An overjet of >3.5 mm significantly increased the risk of traumatic dental injury amongst individuals with VI (p = 0.043).

The meta-analysis showed the dental plaque index was 3.74-fold higher in those with VI compared to those without VI (SMD = 3.74, CI = 1.77-5.71, I2 = 99%).

The gingival index was 3.53-fold higher in those with VI compared to those without (SMD = 3.53, CI = 0.38-6.68, I2 = 99%).

For calculus (using the Calculus Index - Simplified Green and Vermillion), the score was 0.04-fold higher in those with VI (MD = 0.71, CI = 0.24-1.18, I2 = 97%).

For assessment of the prevalence of dental caries, there was no difference between the two groups (OR = 2.04, CI = 0.89-4.68, I2 = 83%) however the decayed missing filled surfaces (DMFS) score was significantly higher in those with VI (MD = 0.90, CI = 0.68-1.13, I2 = 98%). It is of note that there was no difference observed for DMFT and dmft scores between the two groups.

Those with VI were 3.09 times more likely to experience a traumatic dental injury compared to those without VI (OR = 3.09, CI = 1.88-5.08, I2 = 42%).

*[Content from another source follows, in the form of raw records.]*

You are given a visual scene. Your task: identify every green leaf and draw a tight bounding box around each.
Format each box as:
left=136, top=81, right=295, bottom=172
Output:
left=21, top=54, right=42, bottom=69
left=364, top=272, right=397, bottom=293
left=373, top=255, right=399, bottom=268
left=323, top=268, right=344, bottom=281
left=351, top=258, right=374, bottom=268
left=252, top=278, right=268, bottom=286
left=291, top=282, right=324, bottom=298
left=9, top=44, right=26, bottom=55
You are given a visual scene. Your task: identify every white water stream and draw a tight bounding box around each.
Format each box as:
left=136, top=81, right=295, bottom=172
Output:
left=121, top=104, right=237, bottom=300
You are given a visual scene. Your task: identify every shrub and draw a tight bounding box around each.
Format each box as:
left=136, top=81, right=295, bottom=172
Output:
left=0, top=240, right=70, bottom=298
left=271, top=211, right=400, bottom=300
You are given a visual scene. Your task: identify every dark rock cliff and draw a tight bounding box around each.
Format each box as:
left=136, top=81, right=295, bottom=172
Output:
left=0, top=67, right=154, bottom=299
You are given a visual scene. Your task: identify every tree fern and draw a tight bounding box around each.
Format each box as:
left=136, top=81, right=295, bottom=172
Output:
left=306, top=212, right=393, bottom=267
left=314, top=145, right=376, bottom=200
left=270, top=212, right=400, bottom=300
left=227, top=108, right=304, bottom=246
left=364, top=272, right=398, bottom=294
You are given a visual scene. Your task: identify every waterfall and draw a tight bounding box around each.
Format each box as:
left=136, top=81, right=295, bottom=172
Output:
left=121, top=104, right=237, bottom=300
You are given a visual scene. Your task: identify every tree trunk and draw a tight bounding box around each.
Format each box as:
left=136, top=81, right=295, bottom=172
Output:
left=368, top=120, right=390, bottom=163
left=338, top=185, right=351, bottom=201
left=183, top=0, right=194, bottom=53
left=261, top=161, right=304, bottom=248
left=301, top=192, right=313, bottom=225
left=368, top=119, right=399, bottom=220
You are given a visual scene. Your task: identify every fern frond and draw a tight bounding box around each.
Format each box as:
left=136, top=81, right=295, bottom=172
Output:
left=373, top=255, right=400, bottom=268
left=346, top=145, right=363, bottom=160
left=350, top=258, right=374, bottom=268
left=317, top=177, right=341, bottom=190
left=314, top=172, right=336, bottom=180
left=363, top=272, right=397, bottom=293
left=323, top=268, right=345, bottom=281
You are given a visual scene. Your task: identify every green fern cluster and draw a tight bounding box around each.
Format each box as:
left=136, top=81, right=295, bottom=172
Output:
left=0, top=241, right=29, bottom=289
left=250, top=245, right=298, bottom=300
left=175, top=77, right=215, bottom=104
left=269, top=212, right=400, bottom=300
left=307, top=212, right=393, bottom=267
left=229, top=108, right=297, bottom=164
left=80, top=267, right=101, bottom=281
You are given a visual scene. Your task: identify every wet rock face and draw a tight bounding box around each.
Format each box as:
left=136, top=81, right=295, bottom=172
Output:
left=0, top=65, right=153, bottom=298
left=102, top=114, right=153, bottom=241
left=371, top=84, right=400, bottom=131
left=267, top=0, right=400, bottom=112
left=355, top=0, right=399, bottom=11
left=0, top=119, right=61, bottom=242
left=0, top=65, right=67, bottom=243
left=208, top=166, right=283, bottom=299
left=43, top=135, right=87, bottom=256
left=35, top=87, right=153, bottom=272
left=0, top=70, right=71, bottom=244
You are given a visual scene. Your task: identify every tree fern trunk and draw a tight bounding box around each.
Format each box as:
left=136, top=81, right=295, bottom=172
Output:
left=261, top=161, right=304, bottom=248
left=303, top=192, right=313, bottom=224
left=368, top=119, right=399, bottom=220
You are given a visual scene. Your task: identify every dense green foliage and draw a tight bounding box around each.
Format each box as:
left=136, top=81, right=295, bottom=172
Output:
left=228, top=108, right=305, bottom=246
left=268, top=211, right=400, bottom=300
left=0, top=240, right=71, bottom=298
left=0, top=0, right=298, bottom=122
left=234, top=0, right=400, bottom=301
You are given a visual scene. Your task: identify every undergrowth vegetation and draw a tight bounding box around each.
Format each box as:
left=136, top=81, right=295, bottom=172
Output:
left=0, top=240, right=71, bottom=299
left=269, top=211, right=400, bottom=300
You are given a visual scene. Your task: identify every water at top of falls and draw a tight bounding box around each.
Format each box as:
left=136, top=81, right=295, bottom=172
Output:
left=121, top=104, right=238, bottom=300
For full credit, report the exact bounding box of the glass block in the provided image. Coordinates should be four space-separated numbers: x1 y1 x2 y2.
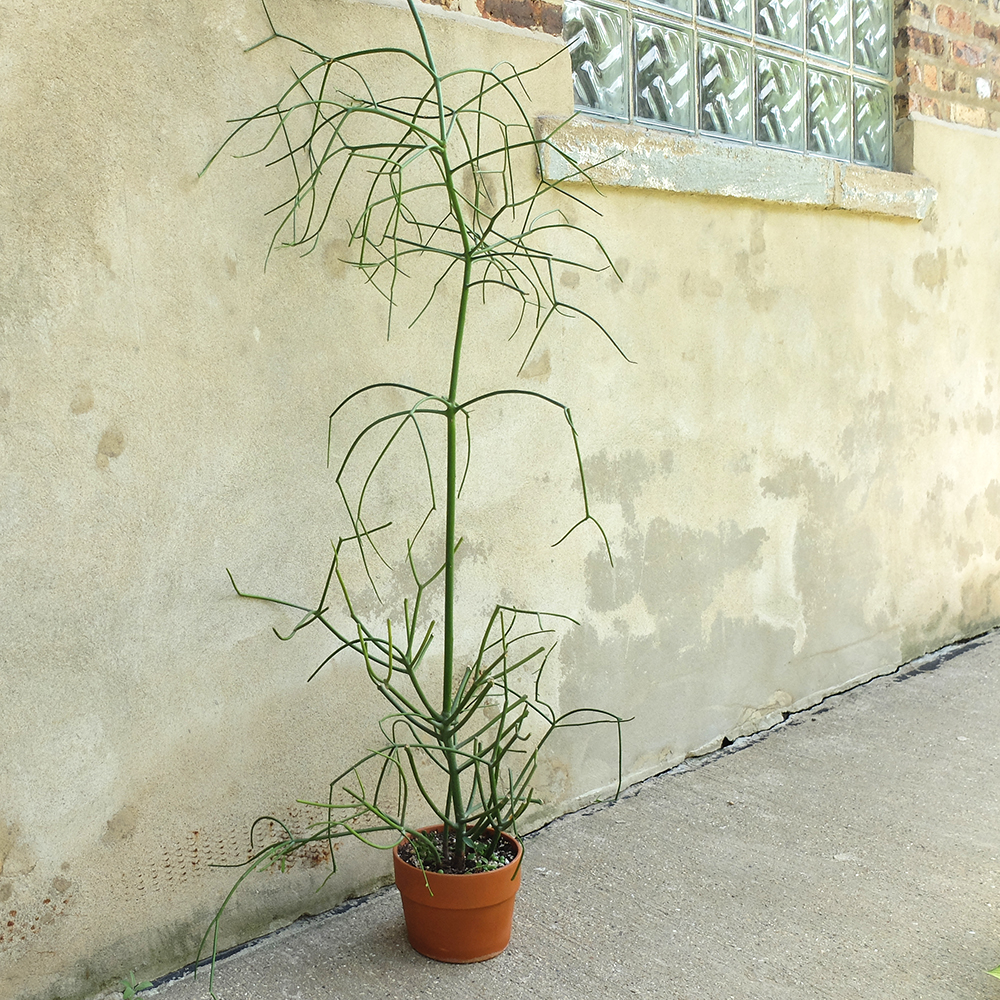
807 68 850 157
637 0 693 18
807 0 850 62
854 80 891 167
699 37 752 139
757 0 804 46
564 0 629 119
699 0 751 33
853 0 891 76
757 55 804 148
634 19 695 129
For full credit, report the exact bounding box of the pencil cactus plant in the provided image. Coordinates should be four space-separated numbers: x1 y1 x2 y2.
200 0 627 981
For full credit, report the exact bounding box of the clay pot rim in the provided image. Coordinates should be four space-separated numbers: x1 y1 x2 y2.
392 823 522 879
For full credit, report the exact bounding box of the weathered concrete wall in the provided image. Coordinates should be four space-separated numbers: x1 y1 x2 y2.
1 1 999 998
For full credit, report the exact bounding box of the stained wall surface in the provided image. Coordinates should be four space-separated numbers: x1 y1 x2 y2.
1 2 999 998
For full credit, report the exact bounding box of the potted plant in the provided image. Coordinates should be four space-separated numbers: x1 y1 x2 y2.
199 0 627 986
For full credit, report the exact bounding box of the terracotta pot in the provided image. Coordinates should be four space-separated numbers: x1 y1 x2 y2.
392 826 523 963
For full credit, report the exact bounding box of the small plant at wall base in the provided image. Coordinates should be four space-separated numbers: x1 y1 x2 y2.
199 0 628 985
119 972 153 1000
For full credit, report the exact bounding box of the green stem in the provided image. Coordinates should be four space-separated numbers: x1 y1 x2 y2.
408 0 476 871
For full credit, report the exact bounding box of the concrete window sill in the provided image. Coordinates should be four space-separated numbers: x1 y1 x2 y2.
536 116 937 221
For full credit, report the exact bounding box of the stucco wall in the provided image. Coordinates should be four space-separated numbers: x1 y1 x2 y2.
2 2 999 998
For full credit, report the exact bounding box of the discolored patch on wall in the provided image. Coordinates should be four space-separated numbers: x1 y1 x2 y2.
0 882 72 950
975 404 994 435
559 613 798 782
760 452 893 667
584 448 654 525
0 820 35 878
0 821 13 875
518 348 551 381
879 282 922 337
102 805 138 844
955 536 984 570
96 427 126 469
51 876 71 895
919 473 955 539
960 570 1000 627
639 518 768 620
913 248 947 289
836 389 897 465
749 211 766 256
586 525 644 612
680 269 724 299
986 480 1000 518
733 248 778 313
323 239 351 280
70 383 94 415
535 758 572 803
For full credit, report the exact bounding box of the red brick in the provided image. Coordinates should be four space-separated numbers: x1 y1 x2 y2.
953 102 991 125
901 26 949 53
925 63 940 87
941 66 958 87
476 0 563 33
952 40 987 64
974 20 1000 43
924 95 951 117
935 3 972 30
934 4 972 35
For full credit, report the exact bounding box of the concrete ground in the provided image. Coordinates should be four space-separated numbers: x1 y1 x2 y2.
153 633 1000 1000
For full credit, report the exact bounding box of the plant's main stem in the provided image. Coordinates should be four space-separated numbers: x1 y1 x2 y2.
411 0 476 872
441 255 473 872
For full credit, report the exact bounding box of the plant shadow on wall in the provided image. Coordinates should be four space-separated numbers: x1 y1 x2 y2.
198 0 630 988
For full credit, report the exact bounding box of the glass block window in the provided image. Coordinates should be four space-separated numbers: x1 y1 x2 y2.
564 0 893 168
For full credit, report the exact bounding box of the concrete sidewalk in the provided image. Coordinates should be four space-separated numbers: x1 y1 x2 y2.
154 633 1000 1000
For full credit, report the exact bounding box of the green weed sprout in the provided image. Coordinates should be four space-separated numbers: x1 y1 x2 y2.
120 972 153 1000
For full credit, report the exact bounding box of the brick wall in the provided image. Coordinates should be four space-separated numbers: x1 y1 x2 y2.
896 0 1000 129
424 0 565 34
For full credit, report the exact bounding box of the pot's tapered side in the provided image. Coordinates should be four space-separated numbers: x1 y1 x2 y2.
392 827 523 963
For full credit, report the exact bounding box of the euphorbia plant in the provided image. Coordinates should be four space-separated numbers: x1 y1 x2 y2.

The risk of bias assessment using the JBI critical appraisal tool showed three studies had a low risk of bias in all domains. Other studies had a high risk or unclear risk of bias in at least one domain.

Conclusions

The authors concluded:

‘…children and adolescents with visual impairment have a higher chance of having TDI and have higher index values (and therefore, poorer outcomes) for DMFS, dental plaque, gingival inflammation, calculus, and oral hygiene status.'

Comments

The studies included in this systematic review evaluated a range of different outcomes and used different indices, hence only a few were included in the meta-analysis. It was not possible to correlate the degree of VI with dental indices given this was not reported by the majority of studies. The authors excluded studies where participants had other disabilities that could have affected their ability to perform oral hygiene activities. The inclusion of this group would have provided more insight on the impact of blindness in children and adolescents with other conditions. This study identifies the increased risk of dental disease in those with VI, hence a proactive preventative approach is needed when providing oral health care to these patients. Additionally, there are measures dental practices can implement to improve access to dentistry and oral health promotion for those with VI.4,5 This study also highlights the limited literature and need for further research in this field.